If a GPU is available, the app will use it automatically for Transformers pipelines.
Changing the model in Advanced will reload the text-generation pipeline on the next turn.

How to use

Go to Main and tap the mic bubble. Speak naturally.
Tap again to finish your turn. The model replies; if TTS is enabled, you’ll hear it.
The Advanced tab updates live with PHQ‑9 scores and severity.
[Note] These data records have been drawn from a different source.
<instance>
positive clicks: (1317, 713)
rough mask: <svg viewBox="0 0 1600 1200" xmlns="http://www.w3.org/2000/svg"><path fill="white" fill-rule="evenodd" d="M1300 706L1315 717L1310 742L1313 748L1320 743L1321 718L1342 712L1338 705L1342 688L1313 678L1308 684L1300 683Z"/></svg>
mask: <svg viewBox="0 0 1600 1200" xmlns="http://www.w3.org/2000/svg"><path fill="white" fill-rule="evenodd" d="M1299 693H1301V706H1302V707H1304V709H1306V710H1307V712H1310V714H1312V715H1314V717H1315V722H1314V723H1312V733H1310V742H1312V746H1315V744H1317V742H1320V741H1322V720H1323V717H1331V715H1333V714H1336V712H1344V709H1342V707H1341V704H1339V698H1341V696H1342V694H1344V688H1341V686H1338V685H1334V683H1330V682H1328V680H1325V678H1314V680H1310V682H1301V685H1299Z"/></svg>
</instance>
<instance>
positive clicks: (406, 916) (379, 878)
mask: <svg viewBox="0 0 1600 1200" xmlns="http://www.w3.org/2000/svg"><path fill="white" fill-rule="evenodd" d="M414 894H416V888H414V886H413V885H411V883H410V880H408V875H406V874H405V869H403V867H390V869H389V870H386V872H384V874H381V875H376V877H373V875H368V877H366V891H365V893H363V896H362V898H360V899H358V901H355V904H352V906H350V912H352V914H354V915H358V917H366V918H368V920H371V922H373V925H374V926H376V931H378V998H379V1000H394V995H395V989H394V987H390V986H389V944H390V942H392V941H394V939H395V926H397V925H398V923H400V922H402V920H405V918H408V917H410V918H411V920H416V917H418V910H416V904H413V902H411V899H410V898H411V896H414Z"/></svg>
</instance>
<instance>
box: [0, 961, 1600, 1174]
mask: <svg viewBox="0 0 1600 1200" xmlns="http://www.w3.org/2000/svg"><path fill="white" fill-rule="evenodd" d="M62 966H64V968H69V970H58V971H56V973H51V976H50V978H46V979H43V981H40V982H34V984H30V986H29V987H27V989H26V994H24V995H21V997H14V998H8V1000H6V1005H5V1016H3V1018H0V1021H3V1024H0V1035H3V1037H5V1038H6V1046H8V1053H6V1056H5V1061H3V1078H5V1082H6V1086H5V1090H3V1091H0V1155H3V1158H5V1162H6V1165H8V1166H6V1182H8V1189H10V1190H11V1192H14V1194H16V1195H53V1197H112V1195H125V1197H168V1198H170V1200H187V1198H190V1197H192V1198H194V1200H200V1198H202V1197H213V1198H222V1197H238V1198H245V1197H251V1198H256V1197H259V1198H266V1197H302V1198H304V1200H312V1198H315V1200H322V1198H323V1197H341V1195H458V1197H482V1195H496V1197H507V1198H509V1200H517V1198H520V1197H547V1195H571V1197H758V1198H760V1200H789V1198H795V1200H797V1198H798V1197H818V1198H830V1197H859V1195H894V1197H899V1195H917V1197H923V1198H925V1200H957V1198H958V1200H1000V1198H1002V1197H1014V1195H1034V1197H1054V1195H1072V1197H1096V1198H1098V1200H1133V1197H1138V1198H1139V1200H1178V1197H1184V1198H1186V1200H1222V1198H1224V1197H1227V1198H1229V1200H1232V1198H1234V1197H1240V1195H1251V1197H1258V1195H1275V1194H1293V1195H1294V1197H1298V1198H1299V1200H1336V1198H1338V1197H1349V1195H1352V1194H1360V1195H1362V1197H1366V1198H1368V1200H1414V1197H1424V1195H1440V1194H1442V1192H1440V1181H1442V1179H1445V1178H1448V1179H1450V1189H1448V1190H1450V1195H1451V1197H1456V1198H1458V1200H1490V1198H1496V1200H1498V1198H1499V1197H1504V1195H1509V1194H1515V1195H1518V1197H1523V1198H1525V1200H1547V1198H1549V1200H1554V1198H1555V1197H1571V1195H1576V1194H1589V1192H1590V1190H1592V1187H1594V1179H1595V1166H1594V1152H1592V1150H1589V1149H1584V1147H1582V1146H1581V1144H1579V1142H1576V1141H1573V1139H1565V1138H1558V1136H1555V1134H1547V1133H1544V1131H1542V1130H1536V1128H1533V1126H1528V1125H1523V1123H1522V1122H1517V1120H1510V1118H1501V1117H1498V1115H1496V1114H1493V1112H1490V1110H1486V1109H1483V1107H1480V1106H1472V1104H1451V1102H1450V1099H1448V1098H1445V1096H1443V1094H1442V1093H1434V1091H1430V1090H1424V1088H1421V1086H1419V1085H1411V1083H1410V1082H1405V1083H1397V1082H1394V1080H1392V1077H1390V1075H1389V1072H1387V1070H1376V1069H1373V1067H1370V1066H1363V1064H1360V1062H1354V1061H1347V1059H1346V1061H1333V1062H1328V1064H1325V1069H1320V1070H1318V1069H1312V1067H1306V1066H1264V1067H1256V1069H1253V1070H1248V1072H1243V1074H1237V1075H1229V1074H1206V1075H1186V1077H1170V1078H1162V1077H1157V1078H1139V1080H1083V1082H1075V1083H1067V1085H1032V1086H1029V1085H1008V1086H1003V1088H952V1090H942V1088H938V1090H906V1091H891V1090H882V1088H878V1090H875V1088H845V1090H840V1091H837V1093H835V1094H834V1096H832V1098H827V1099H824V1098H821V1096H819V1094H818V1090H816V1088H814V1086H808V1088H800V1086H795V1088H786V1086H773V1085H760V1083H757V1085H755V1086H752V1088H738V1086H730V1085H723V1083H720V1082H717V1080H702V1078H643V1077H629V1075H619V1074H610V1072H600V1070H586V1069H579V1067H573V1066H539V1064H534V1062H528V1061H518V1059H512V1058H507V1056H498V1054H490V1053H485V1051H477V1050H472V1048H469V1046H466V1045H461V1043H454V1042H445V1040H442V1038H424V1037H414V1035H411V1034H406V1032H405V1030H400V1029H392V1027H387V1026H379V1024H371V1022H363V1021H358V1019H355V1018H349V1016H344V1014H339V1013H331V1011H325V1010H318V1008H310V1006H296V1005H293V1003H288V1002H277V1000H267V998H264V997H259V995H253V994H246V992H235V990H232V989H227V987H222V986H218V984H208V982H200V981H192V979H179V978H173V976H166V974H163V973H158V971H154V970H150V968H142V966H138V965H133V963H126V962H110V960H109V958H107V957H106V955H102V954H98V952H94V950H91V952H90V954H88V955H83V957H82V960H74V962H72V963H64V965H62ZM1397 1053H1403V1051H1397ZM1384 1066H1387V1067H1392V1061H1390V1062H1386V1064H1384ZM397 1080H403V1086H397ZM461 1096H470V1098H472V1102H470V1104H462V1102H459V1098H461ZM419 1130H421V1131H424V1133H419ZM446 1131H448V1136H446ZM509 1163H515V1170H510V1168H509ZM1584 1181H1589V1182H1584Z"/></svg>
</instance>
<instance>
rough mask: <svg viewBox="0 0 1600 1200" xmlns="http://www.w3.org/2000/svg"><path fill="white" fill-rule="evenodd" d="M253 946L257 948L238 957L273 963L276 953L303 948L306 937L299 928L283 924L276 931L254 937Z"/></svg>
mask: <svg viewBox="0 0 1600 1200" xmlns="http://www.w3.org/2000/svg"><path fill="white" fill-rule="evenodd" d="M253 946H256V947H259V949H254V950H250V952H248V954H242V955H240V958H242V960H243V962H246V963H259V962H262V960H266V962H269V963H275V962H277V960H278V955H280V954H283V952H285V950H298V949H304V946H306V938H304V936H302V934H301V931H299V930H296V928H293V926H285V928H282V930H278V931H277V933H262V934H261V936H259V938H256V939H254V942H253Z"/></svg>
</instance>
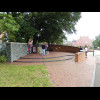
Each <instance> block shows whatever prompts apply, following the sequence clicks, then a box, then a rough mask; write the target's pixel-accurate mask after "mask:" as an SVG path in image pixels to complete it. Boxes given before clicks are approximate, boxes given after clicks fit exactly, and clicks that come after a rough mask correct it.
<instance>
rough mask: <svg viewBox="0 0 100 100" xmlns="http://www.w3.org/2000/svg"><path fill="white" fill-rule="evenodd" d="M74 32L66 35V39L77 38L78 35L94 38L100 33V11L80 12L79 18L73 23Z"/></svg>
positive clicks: (80, 35)
mask: <svg viewBox="0 0 100 100" xmlns="http://www.w3.org/2000/svg"><path fill="white" fill-rule="evenodd" d="M75 28H76V30H77V31H76V34H72V35H66V36H67V38H68V41H72V40H77V39H79V38H80V36H88V37H89V38H90V39H92V40H93V39H94V40H95V37H96V36H97V35H99V34H100V12H81V18H80V19H79V20H78V22H77V24H76V25H75Z"/></svg>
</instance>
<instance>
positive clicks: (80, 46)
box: [80, 46, 88, 58]
mask: <svg viewBox="0 0 100 100" xmlns="http://www.w3.org/2000/svg"><path fill="white" fill-rule="evenodd" d="M84 50H85V55H86V58H87V53H88V47H87V46H85V47H84ZM82 51H83V48H82V47H81V46H80V52H82Z"/></svg>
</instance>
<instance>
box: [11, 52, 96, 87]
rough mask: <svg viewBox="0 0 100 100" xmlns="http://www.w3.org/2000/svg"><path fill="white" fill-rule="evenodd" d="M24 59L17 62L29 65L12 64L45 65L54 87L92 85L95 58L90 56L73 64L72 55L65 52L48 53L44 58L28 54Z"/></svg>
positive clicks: (73, 60)
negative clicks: (78, 62) (53, 84)
mask: <svg viewBox="0 0 100 100" xmlns="http://www.w3.org/2000/svg"><path fill="white" fill-rule="evenodd" d="M24 58H26V59H19V60H17V61H27V60H28V61H31V63H30V62H29V63H28V62H27V63H25V62H13V63H12V64H17V65H40V64H42V65H45V66H46V67H47V69H48V72H49V77H50V79H51V81H52V83H53V84H54V86H55V87H91V86H92V85H93V84H94V69H95V67H96V58H95V57H93V56H92V55H91V54H88V57H87V58H85V60H84V61H82V62H79V63H77V62H75V56H74V54H73V53H66V52H50V54H49V55H46V56H42V55H41V54H30V55H27V56H24ZM27 58H30V59H27ZM31 58H37V59H31ZM38 58H39V59H38ZM41 58H43V59H41ZM69 58H70V59H69ZM55 60H56V61H55ZM32 61H33V62H32ZM39 61H40V62H39Z"/></svg>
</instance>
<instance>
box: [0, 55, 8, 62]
mask: <svg viewBox="0 0 100 100" xmlns="http://www.w3.org/2000/svg"><path fill="white" fill-rule="evenodd" d="M6 61H7V58H6V56H5V55H2V56H0V62H1V63H4V62H6Z"/></svg>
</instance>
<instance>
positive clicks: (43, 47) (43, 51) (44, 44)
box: [42, 43, 45, 56]
mask: <svg viewBox="0 0 100 100" xmlns="http://www.w3.org/2000/svg"><path fill="white" fill-rule="evenodd" d="M43 55H44V56H45V44H44V43H43V44H42V56H43Z"/></svg>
Adjust the confidence threshold if you want the assessment to stop earlier/later.

Troubleshooting

No mic input detected:
- Ensure the site has microphone permission in your browser settings.
- Try refreshing the page after granting permission.
Can’t hear TTS:
- Enable the “Speak clinician responses (TTS)” toggle in Advanced.
- Ensure your system audio output is correct. Some browsers block auto‑play without interaction—use the mic once, then it should work.
Model download slow or fails:
- Check internet connectivity and try again. Some models are large.
Assessment doesn’t stop:
- Increase the confidence threshold slider (τ) in Advanced, or wait until the cap (MAX_TURNS).

Safety

This demo does not provide therapy or emergency counseling. If a user expresses suicidal intent or risk is inferred, the app ends the conversation and advises contacting emergency services (e.g., 988 in the U.S.).

Development notes

Framework: Gradio Blocks
ASR: Transformers pipeline (Whisper)
TTS: gTTS
Prosody features: librosa (lightweight proxies) for the scoring prompt

PRs and experiments are welcome. This is a research prototype and not a clinical tool.